Secondly, assuming that the subset of non-semisimple matrices is indeed a proper algebraic subvariety of $\mathfrak{sl}_2 \mathbb{C}$, why we can conclude that it NOT contains the real form $\mathfrak{g}_0$? Does the condition $\mathfrak{g}_0 \otimes \mathbb{C} = \mathfrak{sl}_2 \mathbb{C}$ imply that $\mathfrak{g}_0$ is dense in $\mathfrak{sl}_2 \mathbb{C}$?

Answer 1

1. I don't believe this claim about semisimplicity being a (Zariski) open condition, but a closely related statement is true and suffices here: having distinct eigenvalues is an open condition, because its complement is cut out by the discriminant of the characteristic polynomial. So we can work instead with the open subset of matrices with distinct eigenvalues.

2. Yes. It suffices to show that $\mathbb{R}^n$ is (Zariski) dense in $\mathbb{C}^n$, or equivalently that any polynomial $p \in \mathbb{C}[x_1, \dots x_n]$ vanishing on $\mathbb{R}^n$ vanishes identically. Here is sort of a fun way to do it: if $p(\mathbb{R}^n) = 0$ then it follows that the same is true for all partial derivatives $\frac{\partial p}{\partial x_i}$. We can repeatedly take partial derivatives until only a constant is left (given by the leading term with respect to lexicographic order, say), but this constant must be zero, from which it follows that $p$ can't have any nonzero terms, so $p = 0$ identically.

However, stronger statements are true: for example it's also true that $\mathbb{Z}^n$ is Zariski dense in $\mathbb{C}^n$, and the above argument is unavailable although I guess one could make a similar argument using finite differences. More generally it's true that if $S_1, \dots S_n$ are any collection of infinite subsets of $\mathbb{C}$ then $\prod_{i=1}^n S_i$ is Zariski dense in $\mathbb{C}^n$, which can be proven by induction on $n$ or using the combinatorial Nullstellensatz.

Answer 2

For the record, here is an arguably simpler argument showing that $\mathfrak g_0$ contains at least one ad-semisimple element $\neq 0$.

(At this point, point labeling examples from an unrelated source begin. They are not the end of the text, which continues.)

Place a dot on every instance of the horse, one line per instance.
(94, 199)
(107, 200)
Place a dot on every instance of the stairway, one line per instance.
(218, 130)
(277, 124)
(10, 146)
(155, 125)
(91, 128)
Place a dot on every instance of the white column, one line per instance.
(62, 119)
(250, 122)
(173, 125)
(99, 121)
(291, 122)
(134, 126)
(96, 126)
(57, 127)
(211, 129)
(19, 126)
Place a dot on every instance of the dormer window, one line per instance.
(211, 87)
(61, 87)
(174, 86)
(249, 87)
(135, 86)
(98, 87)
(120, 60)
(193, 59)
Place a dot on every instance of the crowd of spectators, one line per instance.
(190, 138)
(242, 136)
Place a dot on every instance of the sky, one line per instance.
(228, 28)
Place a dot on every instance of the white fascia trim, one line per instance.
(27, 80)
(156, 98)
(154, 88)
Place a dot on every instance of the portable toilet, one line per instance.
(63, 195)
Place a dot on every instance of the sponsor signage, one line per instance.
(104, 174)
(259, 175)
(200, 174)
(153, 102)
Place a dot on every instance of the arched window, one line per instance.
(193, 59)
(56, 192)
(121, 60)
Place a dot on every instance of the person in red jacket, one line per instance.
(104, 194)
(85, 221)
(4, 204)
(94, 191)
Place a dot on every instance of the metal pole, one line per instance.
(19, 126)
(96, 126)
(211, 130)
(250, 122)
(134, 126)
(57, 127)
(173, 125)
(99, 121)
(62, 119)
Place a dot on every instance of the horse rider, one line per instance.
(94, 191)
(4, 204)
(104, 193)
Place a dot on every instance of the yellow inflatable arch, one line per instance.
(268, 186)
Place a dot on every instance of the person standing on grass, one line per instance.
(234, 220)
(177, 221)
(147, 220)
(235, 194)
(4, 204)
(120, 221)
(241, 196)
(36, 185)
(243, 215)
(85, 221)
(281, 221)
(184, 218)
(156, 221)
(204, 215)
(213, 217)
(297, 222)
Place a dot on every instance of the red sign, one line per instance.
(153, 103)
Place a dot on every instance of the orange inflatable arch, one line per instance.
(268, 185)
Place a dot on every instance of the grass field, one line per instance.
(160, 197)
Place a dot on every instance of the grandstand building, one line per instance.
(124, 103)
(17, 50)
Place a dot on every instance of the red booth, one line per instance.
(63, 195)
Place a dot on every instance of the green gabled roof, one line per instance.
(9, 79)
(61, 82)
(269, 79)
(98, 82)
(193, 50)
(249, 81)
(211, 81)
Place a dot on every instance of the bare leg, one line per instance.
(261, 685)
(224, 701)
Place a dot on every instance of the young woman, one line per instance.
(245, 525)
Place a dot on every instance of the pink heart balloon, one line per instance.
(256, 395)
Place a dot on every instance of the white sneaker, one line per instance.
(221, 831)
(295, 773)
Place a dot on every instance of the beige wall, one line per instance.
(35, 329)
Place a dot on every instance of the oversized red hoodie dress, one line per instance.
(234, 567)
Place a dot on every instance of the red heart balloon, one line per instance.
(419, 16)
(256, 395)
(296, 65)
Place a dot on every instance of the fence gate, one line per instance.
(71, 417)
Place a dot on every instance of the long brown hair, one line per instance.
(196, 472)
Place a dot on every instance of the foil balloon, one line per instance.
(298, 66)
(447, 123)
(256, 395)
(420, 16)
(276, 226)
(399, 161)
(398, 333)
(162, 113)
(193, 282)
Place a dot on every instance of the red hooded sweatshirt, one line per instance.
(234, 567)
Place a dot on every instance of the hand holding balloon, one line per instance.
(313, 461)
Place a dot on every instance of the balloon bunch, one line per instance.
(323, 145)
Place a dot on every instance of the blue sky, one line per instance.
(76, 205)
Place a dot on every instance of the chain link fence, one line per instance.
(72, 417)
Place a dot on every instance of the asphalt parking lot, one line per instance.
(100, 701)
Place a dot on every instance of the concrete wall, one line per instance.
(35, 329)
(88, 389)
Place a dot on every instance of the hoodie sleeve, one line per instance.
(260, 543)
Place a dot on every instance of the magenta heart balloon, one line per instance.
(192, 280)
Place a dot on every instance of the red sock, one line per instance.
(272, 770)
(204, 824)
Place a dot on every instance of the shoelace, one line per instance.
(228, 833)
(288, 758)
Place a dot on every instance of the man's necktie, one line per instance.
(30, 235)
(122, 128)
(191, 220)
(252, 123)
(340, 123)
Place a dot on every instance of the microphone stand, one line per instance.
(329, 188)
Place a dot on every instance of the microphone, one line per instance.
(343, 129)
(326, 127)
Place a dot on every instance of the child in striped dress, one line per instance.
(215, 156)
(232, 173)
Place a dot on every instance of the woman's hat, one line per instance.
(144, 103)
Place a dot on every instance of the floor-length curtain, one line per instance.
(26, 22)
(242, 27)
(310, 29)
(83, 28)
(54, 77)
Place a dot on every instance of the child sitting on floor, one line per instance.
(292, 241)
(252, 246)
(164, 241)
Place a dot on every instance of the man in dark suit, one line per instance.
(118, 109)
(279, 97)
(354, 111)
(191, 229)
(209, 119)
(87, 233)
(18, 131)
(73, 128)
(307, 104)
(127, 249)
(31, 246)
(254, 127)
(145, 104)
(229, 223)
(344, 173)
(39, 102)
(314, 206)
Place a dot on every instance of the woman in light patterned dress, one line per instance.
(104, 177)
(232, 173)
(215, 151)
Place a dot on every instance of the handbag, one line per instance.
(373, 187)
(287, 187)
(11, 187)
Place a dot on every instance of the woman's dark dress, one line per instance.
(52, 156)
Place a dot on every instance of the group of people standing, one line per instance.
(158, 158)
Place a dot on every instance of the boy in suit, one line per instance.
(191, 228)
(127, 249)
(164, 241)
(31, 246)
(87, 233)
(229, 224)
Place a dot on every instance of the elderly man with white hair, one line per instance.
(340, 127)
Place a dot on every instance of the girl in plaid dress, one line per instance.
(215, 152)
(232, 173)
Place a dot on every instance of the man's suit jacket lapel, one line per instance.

Given $X \in \mathfrak g_0$, let $\lambda_1, \lambda_2, \lambda_3$ be the (possibly complex, possibly repeated) roots of the characteristic polynomial of $ad_{\mathfrak{g}_0}(X)$. Since the trace of this operator is $0$, $\sum \lambda_i=0$, and since $[X,X]=0$, w.l.o.g. $\lambda_1=0$, i.e. $\lambda_2 = -\lambda_3$. This means that for each $X$, either all $\lambda_i=0$ (which means $X$ is ad-nilpotent), or the $\lambda_i$ are mutually distinct, i.e. $X$ is ad-semisimple.

But now: If all $X \in \mathfrak g_0$ were ad-nilpotent, then by Engel's Theorem $\mathfrak g_0$ would be a nilpotent Lie algebra, a fortiori so would be $\mathfrak g_0 \otimes \mathbb C \simeq \mathfrak{sl}_2(\mathbb C)$, which it is not. QED.

Admittedly this argument is tailor-made to the case at hand, as it uses the relative smallness of the number $3$; in higher dimensions, we cannot make such strong statements about the $\lambda$'s, and many elements are neither ad-nilpotent nor ad-semisimple, in that their adjoint operators can contain proper Jordan blocks for non-zero eigenvalues.